In business, is it better to be an extrovert or introvert?


Both are essential to running a successful business.

By Beate Chelette

Lots of talk these days about introverts and extroverts, generated by the bestselling book Quiet: The Power of the Introvert in a World That Can’t Stop Talking. Herself an introvert, author Susan Cain writes that introverts are “too often denigrated and frequently overlooked in a society that’s held in thrall to an extrovert Ideal–the belief that the ideal self is gregarious, alpha and comfortable in the spotlight.”

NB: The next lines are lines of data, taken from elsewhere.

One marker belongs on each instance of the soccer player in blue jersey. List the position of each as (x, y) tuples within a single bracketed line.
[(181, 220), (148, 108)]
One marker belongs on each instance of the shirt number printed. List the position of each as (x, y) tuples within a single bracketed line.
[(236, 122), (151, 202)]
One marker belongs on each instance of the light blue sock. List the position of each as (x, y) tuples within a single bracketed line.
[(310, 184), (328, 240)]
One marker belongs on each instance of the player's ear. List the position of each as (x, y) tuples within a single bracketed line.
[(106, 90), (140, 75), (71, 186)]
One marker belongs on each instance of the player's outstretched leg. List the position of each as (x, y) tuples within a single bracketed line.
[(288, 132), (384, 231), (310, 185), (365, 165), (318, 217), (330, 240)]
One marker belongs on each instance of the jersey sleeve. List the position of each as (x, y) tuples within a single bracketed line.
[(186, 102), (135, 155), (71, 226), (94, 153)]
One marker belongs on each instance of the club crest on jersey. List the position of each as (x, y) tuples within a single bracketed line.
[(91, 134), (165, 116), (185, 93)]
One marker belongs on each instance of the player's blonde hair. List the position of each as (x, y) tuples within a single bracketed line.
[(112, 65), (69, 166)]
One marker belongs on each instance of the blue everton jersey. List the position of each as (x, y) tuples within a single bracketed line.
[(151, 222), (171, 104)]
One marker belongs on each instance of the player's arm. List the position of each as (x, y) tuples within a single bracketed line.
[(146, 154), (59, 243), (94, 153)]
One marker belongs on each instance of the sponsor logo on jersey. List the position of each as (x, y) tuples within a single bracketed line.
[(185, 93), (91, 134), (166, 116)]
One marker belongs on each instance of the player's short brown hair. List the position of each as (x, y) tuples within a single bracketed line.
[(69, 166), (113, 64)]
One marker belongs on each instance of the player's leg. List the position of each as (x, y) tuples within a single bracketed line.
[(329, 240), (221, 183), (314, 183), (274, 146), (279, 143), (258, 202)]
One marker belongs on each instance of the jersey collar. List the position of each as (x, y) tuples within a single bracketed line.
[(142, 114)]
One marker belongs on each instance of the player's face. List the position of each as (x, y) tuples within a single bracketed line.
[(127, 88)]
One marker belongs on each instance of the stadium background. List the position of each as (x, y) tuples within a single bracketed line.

The truth is, it’s not an either-or situation. Every person has many different faces, and it is all too easy to forget that. I come across business owners all the time who wish they could create an army of Mini-Mes, a team of people who are all just like them. Yet the real power comes from having people on your team who are different because they can do jobs that you might not have an innate preference for.

Let’s dive into this deeper. Recently I became a Certified Practitioner of the MBTI Step I and Step II Instruments. MBTI is also known as Meyers Briggs psychological type theory. I asked my team to fill out the standard 93 questionnaire designed to measure innate type preferences in how people perceive the world and make decisions. I reassured my team it isn’t a test—it isn’t—and that there were no right or wrong answers. It’s simply an effective tool to help people build relationships—and teams– and to understand why differences arise at home and in the workplace. Most importantly though, with an understanding of each other’s strengths and weaknesses, team building becomes so much easier and effective.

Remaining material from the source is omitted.